Neben Kraus und Hebein werden Grünen-Gemeinderat Christoph Chorherr und Klubobmann David Ellensohn dafür stimmen. Chorherr hat das Heumarkt-Projekt persönlich mitgetragen und Ellensohn hat bereits ausrichten lassen, dass er dafür sorgen werde, dass es eine Mehrheit für das Heumarkt-Projekt im Juni geben wird. Die Grünen-Gemeinderäte Jennifer Kickert, Rüdiger Maresch und Birgit Meinhard-Schiebel waren zwar nicht erreichbar. Sie werden laut Insidern eher den Befürwortern zugerechnet.

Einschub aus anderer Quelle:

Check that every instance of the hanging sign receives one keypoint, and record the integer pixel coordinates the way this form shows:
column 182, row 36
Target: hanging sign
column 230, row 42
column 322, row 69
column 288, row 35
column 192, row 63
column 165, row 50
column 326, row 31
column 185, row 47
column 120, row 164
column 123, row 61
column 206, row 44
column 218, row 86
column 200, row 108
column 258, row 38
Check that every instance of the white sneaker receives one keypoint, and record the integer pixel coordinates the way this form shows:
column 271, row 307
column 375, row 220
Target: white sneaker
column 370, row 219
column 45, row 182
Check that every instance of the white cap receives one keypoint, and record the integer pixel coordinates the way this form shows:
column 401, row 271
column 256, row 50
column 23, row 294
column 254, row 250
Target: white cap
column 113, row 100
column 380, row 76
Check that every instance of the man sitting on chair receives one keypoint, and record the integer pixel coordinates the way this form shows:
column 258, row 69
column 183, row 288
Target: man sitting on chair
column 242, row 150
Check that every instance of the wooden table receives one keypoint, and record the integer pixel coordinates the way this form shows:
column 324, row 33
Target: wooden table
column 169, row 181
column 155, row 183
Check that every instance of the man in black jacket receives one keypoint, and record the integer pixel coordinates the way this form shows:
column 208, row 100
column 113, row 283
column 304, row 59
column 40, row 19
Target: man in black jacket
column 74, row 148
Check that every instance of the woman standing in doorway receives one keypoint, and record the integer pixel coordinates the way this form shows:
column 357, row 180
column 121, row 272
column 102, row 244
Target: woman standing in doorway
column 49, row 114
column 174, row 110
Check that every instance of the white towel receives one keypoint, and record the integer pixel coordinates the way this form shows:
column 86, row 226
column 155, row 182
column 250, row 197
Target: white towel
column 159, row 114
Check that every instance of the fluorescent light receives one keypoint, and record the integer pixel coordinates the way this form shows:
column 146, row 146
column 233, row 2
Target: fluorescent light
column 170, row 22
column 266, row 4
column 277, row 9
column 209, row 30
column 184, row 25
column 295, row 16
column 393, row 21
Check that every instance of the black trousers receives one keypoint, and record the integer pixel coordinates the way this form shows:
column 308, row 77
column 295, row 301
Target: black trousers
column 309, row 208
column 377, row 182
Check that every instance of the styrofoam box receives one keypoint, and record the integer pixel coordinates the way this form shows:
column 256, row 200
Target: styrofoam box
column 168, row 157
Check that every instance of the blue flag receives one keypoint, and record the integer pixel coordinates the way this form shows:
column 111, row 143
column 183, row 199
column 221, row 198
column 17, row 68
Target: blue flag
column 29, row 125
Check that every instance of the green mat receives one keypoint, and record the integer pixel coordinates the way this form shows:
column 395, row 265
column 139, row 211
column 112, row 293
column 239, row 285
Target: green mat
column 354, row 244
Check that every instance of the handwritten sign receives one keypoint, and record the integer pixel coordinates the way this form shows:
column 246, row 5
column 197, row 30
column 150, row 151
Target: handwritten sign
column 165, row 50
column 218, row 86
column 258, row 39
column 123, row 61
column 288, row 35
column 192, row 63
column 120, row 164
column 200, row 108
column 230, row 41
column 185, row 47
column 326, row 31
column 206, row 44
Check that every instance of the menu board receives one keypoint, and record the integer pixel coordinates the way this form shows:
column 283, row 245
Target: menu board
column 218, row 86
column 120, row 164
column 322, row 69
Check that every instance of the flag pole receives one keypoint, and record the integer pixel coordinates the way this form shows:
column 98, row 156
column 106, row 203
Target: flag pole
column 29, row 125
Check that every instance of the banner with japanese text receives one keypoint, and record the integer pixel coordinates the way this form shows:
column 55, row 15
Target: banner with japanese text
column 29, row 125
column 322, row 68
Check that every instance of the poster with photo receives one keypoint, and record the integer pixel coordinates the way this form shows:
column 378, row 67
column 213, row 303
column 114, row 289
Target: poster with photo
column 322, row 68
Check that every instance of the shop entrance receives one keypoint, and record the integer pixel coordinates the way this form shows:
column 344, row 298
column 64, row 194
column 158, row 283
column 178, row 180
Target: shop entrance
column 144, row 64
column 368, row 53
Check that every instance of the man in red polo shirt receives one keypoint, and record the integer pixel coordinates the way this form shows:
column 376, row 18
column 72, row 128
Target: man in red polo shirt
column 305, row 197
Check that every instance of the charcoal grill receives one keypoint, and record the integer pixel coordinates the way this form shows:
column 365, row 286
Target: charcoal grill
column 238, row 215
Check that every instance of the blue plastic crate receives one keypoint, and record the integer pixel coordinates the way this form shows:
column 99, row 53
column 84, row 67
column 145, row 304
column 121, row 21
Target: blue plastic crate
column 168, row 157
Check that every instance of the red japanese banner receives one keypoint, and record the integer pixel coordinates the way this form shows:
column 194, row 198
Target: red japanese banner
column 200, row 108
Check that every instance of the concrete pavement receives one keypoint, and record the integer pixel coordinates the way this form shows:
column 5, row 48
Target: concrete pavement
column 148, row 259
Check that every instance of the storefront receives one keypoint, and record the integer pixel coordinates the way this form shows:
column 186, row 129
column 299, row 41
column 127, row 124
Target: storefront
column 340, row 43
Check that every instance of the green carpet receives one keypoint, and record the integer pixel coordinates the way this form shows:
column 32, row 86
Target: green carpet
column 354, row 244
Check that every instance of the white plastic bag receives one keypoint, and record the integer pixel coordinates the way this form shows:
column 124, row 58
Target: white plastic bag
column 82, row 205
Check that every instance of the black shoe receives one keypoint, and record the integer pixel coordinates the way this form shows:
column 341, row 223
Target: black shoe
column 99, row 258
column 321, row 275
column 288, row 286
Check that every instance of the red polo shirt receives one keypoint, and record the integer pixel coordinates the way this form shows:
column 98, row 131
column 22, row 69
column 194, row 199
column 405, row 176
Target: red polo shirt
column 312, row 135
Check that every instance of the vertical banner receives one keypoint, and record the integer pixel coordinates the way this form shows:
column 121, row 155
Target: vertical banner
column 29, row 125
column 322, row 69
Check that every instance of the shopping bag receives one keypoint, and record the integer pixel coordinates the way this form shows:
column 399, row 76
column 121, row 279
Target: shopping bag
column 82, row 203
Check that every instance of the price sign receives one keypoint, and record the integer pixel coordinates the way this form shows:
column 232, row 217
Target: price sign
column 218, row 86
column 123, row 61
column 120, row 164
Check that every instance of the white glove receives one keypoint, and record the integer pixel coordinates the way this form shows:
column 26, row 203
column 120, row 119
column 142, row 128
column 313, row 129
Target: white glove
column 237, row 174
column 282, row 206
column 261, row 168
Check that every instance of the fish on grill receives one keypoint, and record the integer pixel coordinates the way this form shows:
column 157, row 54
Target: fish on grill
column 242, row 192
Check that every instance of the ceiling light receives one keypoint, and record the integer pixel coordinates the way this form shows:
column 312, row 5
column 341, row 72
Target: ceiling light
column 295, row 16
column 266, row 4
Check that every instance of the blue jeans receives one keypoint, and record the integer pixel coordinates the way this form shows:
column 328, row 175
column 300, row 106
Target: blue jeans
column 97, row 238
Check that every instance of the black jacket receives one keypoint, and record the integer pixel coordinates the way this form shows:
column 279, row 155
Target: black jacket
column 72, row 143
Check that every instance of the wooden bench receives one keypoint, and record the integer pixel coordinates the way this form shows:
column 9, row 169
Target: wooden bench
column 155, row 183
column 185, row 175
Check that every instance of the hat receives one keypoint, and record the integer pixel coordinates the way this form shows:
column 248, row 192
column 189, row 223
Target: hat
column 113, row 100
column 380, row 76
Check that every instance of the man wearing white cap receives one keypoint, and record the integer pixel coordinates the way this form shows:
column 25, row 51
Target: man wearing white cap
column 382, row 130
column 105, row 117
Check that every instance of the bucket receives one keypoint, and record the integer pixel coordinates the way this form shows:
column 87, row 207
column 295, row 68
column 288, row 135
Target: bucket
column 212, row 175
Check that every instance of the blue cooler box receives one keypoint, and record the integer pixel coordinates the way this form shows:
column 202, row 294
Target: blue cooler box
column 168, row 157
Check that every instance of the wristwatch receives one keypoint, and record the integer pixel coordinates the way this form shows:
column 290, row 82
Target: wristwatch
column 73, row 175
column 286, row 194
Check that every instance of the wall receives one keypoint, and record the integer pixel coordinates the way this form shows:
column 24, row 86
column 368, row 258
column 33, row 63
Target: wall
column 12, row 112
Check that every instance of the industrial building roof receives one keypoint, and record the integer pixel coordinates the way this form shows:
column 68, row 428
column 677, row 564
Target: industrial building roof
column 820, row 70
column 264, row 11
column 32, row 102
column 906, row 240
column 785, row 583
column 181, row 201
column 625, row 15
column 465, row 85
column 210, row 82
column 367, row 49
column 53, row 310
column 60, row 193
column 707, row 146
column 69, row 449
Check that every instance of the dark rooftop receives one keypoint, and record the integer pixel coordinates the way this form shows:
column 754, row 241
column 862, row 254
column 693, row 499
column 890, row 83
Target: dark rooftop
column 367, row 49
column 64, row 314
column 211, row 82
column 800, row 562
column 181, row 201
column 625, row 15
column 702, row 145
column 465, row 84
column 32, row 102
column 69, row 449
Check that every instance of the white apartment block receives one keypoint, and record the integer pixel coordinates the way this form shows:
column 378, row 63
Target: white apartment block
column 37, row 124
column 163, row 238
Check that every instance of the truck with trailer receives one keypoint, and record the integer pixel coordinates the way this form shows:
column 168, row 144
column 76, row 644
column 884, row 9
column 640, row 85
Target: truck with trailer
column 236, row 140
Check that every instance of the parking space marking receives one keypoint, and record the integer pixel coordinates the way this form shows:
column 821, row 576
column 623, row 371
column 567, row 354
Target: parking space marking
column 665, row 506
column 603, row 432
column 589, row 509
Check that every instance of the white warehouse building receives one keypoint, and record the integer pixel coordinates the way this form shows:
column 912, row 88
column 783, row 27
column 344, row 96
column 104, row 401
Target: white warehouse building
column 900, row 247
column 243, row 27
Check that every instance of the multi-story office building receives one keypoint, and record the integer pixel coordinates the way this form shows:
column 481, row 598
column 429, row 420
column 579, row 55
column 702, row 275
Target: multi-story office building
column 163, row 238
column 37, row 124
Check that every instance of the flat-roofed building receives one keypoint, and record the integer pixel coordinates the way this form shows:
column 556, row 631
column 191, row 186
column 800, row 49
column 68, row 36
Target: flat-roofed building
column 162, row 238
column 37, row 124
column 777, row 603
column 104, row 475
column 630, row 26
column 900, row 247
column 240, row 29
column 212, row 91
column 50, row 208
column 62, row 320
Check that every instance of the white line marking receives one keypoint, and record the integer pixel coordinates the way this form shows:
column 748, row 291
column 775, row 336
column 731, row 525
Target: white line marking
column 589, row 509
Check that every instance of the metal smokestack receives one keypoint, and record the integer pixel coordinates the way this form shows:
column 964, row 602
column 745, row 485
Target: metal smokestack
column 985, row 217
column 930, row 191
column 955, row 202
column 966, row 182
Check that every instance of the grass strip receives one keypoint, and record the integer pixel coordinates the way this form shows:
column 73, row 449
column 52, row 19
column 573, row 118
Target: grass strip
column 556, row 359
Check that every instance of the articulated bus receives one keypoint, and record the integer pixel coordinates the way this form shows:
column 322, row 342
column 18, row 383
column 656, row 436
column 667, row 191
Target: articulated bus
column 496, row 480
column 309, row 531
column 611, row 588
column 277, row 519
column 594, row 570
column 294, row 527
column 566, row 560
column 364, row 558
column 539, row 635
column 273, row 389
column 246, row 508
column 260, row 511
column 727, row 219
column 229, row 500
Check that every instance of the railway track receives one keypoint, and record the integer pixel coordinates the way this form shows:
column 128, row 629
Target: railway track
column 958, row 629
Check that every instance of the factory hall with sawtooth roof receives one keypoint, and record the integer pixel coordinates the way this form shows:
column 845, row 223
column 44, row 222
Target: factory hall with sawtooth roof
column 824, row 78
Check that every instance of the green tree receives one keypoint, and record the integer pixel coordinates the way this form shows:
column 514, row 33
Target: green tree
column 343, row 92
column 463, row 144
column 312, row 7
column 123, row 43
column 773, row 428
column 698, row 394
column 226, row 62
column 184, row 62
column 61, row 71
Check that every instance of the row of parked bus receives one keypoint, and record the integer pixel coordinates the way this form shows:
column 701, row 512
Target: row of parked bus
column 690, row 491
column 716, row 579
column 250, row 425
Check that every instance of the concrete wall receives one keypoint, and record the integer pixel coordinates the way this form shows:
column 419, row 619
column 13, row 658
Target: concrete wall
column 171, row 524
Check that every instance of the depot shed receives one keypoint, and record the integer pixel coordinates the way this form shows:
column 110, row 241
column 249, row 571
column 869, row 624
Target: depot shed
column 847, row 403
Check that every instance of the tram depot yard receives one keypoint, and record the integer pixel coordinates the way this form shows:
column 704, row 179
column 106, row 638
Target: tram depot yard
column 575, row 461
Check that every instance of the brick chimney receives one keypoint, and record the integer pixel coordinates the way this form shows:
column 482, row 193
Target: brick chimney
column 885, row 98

Martin Margulies will hingegen dagegen stimmen. "Ich werde, so wie ich das klubintern mitgeteilt habe, das Ergebnis der Urabstimmung akzeptieren. Ich halte es für sinnvoll und wichtig, dass demokratiepolitische Spielregeln - seien es öffentliche oder eben auch parteiinterne auch eingehalten werden", sagt Margulies zur "Wiener Zeitung". Nicht erreichbar, aber als Gegner des Projektes kolportiert, waren Faika El-Nagashi und Barbara Huemer.
Damit würden sieben Grüne dafür und drei Grüne gegen das Projekt stimmen. Wenn das der Fall ist, würde es mit den roten Stimmen für eine Mehrheit reichen und damit die Flächenwidmung durchgesetzt werden können. Allerdings müssten dafür, auch alle roten Gemeinderäte mitziehen.
Es liegt an den SPÖ-Gemeinderäten
Ein kurzes Zahlenspiel dazu: Die rot-grüne Regierung belegt von insgesamt 100 Sitzen im Gemeinderat 54. Um eine Mehrheit zu bekommen, sind 51 Sitze notwendig. Diese Zahl wird genau erreicht, wenn alle 44 SPÖ-Gemeinderäte und die 7 bereits erwähnten Grünen-Gemeinderäte für den Heumarkt stimmen. Alle Oppositionsparteien haben bereits bestätigt, dass sie geschlossen dagegen stimmen werden. Von ihnen ist also keine Hilfe zu erwarten.
Sollte die Mehrheit doch nicht erreicht werden, wäre das Fiasko für Vassilakou perfekt. Und die rot-grüne Koalition hätte einen schweren Dämpfer erhalten.
Nun gibt es in der SPÖ ohnehin viele Gegner einer rot-grünen Koalition. Sie würden lieber mit der ÖVP, manche, hinter vorgehaltener Hand, auch lieber mit der FPÖ koalieren. Gegenstimmen sind von der SPÖ zwar nicht zu erwarten, da die Parteilinie ein klares Ja für den Heumarkt-Turm vorgibt. Jedoch könnten rote Gemeinderäte, die der rot-grünen Koalition negativ gegenüberstehen, plötzlich erkranken. Fallen nur zwei rote Gemeinderäte aus, könnte die Mehrheit nicht mehr erreicht werden.